You will not have failed to notice that we think highly of Thomas Frank’s new book, Listen Liberal. But if you need another nudge to read it, or want further testimony as to its importance, here it is — in this message from an old friend and colleague of mine, Ervin Duggan. We served together in the Johnson White House 50 years ago. Ervin had a hand in several domestic-policy initiatives that have stood the test of time, including the creation of public broadcasting and the National Endowments for the Arts and Humanities.
While in time I descended into the more vulgar pursuits of journalism, Ervin, who had started as a reporter, wised up and stuck with more noble endeavors, serving as a member of the Federal Communications Commission, president of PBS and then president of the influential Society of the Four Arts in Florida.
Yet it turns out that while our paths diverged, our reading interests did not. So I was pleased the other day to receive from him this salute to Thomas Frank’s newest, as every bit as important as his earlier What’s the Matter with Kansas?
If you haven’t read Thomas Frank’s new book, read it now. It is serious, searingly witty, passionate, thoughtful and fiendishly well-written.
Frank’s thesis is that today’s Democratic “liberalism” is nothing like that of FDR, HST, or LBJ. As Frank sees it, their crusade for “Molly and the babies” (as LBJ called his working-class constituents) has been supplanted by a crusade — by Obama, by the Clintons, by Rahm Emanuel, by Larry Summers, by Deval Patrick — to advance the interests of well-off, well-educated, well-credentialed elites who sport Ivy League degrees, high net worths and vacation houses on Martha’s Vineyard. Today’s Democratic Party, Frank says, warmly embraces cultural issues like gay marriage and abortion rights while shying away from traditional pocketbook issues like income inequality. In doing so, he says, today’s leading Democrats abandon the working class voters who once were the party’s core constituents.
Frank’s book is not perfect. He sounds, at times, when he decries recent global trade agreements, like an old-time, tariff-loving protectionist. He sounds, when he rails against modern businesses like Amazon and Uber, a bit Canute-like. What would he have us do, I wonder: stop the digital revolution in its tracks?
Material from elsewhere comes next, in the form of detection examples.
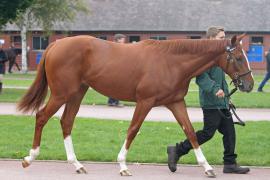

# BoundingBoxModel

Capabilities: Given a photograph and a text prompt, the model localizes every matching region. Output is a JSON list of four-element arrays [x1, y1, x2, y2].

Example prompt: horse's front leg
[[117, 98, 154, 176], [167, 100, 216, 177]]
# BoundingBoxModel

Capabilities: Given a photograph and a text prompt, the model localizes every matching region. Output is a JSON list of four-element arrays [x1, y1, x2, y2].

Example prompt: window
[[97, 36, 107, 40], [251, 36, 263, 44], [10, 36, 22, 45], [190, 36, 201, 39], [33, 36, 49, 50], [129, 36, 141, 43], [150, 36, 167, 40]]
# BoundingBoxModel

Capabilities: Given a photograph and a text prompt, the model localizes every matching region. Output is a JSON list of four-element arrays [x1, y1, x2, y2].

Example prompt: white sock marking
[[64, 136, 83, 170], [194, 147, 213, 171], [117, 140, 128, 172]]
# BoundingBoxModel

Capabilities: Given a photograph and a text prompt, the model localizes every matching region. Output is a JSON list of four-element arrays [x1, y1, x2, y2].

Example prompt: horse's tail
[[17, 43, 54, 113]]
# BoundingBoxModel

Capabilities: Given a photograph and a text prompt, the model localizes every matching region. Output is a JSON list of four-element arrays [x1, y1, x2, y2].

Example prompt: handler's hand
[[216, 89, 225, 98]]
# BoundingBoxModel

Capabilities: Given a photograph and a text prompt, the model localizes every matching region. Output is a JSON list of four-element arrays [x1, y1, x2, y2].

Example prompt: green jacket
[[196, 67, 229, 109]]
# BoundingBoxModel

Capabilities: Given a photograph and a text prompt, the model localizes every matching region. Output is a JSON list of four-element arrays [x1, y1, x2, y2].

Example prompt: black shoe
[[223, 164, 249, 174], [167, 146, 180, 172]]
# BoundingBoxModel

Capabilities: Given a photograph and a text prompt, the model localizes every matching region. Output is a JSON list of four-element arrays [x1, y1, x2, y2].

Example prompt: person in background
[[108, 34, 126, 107], [257, 49, 270, 92], [0, 42, 7, 94], [167, 26, 249, 174]]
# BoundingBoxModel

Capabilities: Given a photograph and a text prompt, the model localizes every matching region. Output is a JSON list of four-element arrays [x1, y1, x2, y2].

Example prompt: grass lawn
[[0, 115, 270, 166], [0, 73, 270, 108]]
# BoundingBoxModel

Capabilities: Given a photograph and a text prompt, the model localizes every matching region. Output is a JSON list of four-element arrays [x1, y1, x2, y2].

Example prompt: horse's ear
[[231, 35, 237, 47]]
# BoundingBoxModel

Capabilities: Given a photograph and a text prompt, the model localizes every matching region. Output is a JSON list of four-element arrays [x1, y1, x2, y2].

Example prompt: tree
[[16, 0, 89, 72], [0, 0, 33, 28]]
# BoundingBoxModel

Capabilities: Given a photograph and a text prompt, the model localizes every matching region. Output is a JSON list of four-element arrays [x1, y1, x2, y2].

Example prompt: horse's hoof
[[76, 167, 87, 174], [120, 169, 132, 176], [205, 169, 216, 178], [22, 160, 30, 168]]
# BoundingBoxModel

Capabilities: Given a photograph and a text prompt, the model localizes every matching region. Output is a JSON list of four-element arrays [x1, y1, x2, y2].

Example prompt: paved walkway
[[0, 161, 270, 180], [0, 103, 270, 122]]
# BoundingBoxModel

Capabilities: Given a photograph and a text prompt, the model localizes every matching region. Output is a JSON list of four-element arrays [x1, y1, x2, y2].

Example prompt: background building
[[0, 0, 270, 70]]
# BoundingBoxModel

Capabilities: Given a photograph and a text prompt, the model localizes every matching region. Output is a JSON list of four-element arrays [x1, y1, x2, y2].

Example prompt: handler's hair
[[206, 26, 224, 39], [113, 34, 126, 41]]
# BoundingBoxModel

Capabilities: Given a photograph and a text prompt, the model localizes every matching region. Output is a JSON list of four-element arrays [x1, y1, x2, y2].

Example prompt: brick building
[[0, 0, 270, 70]]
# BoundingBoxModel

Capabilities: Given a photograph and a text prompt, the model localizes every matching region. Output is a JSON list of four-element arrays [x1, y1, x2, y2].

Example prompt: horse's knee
[[36, 111, 48, 128]]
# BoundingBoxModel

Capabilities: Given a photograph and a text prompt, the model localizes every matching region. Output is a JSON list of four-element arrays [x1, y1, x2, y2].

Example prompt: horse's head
[[219, 34, 254, 92]]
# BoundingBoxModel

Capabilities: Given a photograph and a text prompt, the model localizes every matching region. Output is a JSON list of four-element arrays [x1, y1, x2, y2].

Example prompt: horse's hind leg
[[22, 96, 64, 168], [117, 99, 154, 176], [60, 85, 88, 173], [167, 101, 216, 177]]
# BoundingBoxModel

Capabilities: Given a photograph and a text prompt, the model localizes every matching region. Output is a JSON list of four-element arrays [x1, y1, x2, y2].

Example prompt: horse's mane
[[142, 39, 230, 54]]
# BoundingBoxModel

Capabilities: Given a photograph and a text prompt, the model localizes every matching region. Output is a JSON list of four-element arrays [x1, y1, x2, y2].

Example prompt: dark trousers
[[258, 72, 270, 91], [177, 109, 237, 164]]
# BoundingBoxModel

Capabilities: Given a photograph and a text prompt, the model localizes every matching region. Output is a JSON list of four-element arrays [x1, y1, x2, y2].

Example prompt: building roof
[[3, 0, 270, 32]]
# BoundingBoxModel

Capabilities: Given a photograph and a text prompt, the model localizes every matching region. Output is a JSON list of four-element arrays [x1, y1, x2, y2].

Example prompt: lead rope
[[218, 87, 246, 126]]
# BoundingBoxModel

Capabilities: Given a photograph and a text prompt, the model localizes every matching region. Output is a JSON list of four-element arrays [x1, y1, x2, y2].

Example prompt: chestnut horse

And yet. Even when Frank seems almost to be deploring modernity itself (he never tires of mocking “innovation” and “innovators”), his arguments are cogent and well-stated; his passion for the forgotten, abandoned workers of Rust Belt cities like Detroit and Fall River is moving and disturbing. This is a thought-provoking — and guilt-inducing — book.
It may seem faint praise to call a book “thought provoking” — but isn’t that what every book should be? Frank’s book is that and more. If enough people read it, Listen, Liberal may stir a rethinking among today’s Democratic believers (and candidates) — a movement away from mindless cliches and blather about the “new economy,” back toward real concern for working (and workless) families: the victims of that new economy. In Frank’s passionate telling, these workers and their children have been casually, cruelly abandoned by the party that once was their defender and champion.